The film then continues to focus over the next several years, as the quality of life for these metalheads continues to deteriorate. American bombs destroy their rehearsal space, they are forced to dodge bullets simply walking among their city, and life gets harder and harder. Finally, they are forced to flee to neighboring Syria, where their life proves to be even more of a challenge.

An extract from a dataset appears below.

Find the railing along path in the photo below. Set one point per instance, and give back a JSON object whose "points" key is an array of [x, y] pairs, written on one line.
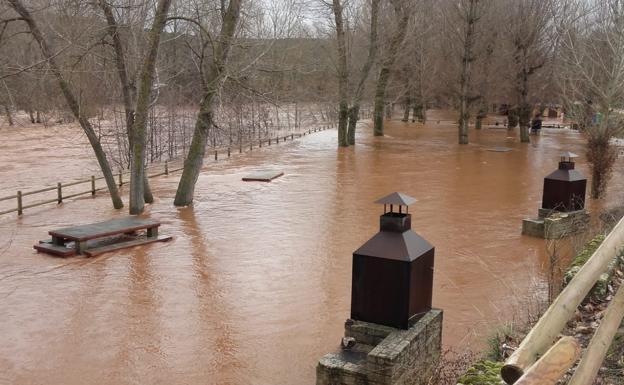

The access that the filmmakers have, with their attitude of just go out and shoot, portrays a Baghdad that few who are not local have seen. These musicians are the prime candidates for what the neo-cons wanted out of the war, Western leaning individuals fully open to embracing American values in a post-Saddam Iraq. Instead, as we see their growing frustration and justified anger at the situation, we literally witness a growing despair over the years as these musicians are beaten down again and again, with a widening gap between their world and ours.
A haunting film, one that cuts through much of the rhetoric and provides a ground level view about just how fucked up things have got over there. Much more than a simple look at the band and their music, this is a compelling look at a modern-day existential crisis, perfect fodder for any Metal head to derive inspiration, if only they didn’t have all their equipment blown to shit.